For over 70 years, the not-for-profit NSLP has been forced to operate as a self-sustaining “business”. Relying on lunch ladies’ willingness to work for extremely low wages was the primary strategy for containing costs until the late 1960s, when schools increasingly mechanized, privatized and commercialized school lunch in order to rapidly expand the NSLP to urban and rural schools that had been systematically excluded from the program. During this time, the National Restaurant Association, which food activists often call “the other NRA”, convinced Congress that big food companies could deliver a better, cheaper school lunch program than the nation’s lunch ladies.
We need to invest in the National School Lunch Program and the hundreds of thousands of cafeteria workers who feed the nation’s children.
By the time older millennials like me walked through the cafeteria doors in the early 1990s, we were greeted by rectangular slices of greasy sausage pizza, generic McRib sandwiches, sugary flavored milk, and lots of canned fruits and vegetables. As a kid I never really imagined that school lunch could be different. And it wasn’t until I began spending my days talking with school cafeteria workers two decades later that I began to understand how the people (mostly women) who feed the nation’s children had suffered – economically and emotionally – as their jobs were degraded and deskilled.
We need a new model for the NSLP that provides cafeteria workers with access to longer hours, higher wages and more meaningful work. Only then can we begin to realize the potential of the NSLP to reduce the long-term cost of preventable dietary diseases, encourage environmentally and economically sustainable diets, and create good middle-class jobs across the food chain.

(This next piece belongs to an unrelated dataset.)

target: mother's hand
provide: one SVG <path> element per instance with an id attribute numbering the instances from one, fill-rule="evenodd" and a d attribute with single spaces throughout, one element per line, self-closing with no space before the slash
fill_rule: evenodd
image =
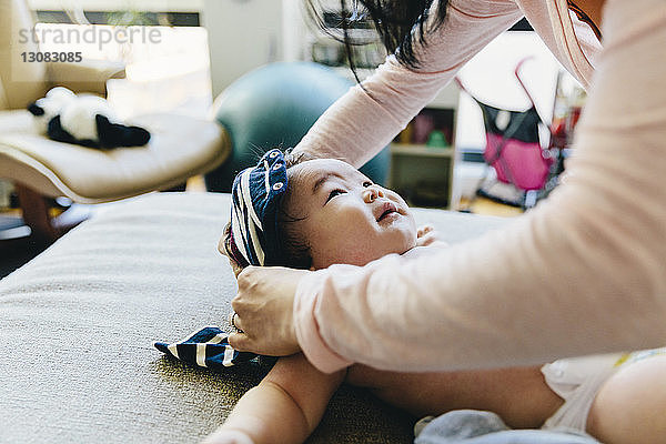
<path id="1" fill-rule="evenodd" d="M 271 356 L 286 356 L 301 349 L 293 323 L 296 287 L 306 270 L 248 266 L 239 274 L 239 293 L 231 301 L 236 313 L 229 336 L 232 347 Z"/>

Voluntary initiatives such as the Good Food Purchasing Program can help schools ensure that small-scale family farmers, organic growers and young/beginning farmers see a greater share of public food dollars, but the impact will be limited if the NSLP continues to prioritize short-term cheapness over long-term public value.
We need to make a national investment in the future of the food system, and K-12 schools offer the ideal platform. Unlike farmers’ markets and CSAs, which rely on individual consumers to vote with their forks for an alternative to the industrial status quo, the NSLP is a multibillion-dollar public program that operates in practically every American neighborhood.
New York City, Boston, and Atlanta are just a few of the nation’s large school districts that have committed to feeding all children free school lunches – a move vital to reducing the stigma of the NSLP as “welfare food”. This is a great start. But it’s not enough. We have to change the labor of lunch – from the way school food is grown, processed and prepared, to the way it is served – if we want to maximize the benefits of the NSLP to children, workers and the environment.
In the midst of a national conversation marked by lunch shaming and regulatory rollbacks, it may seem impractical to advocate for such sweeping changes. But the imperative to advance a bold, holistic set of school lunch reforms holds more promise than ever.
According to a recent report from the US Department of Agriculture, participation in the NSLP is actually the highest in schools that serve the healthiest food. The best way to make school lunch great for all children is to build a movement – at local, state and national scales – to transform the NSLP into a program that dishes up real food and real jobs in all American communities.
Jennifer E Gaddis is an assistant professor in the department of civil society and community studies at the University of Wisconsin-Madison, and the author of the forthcoming book The Labor of Lunch: Why We Need Real Food and Real Jobs in American Public Schools.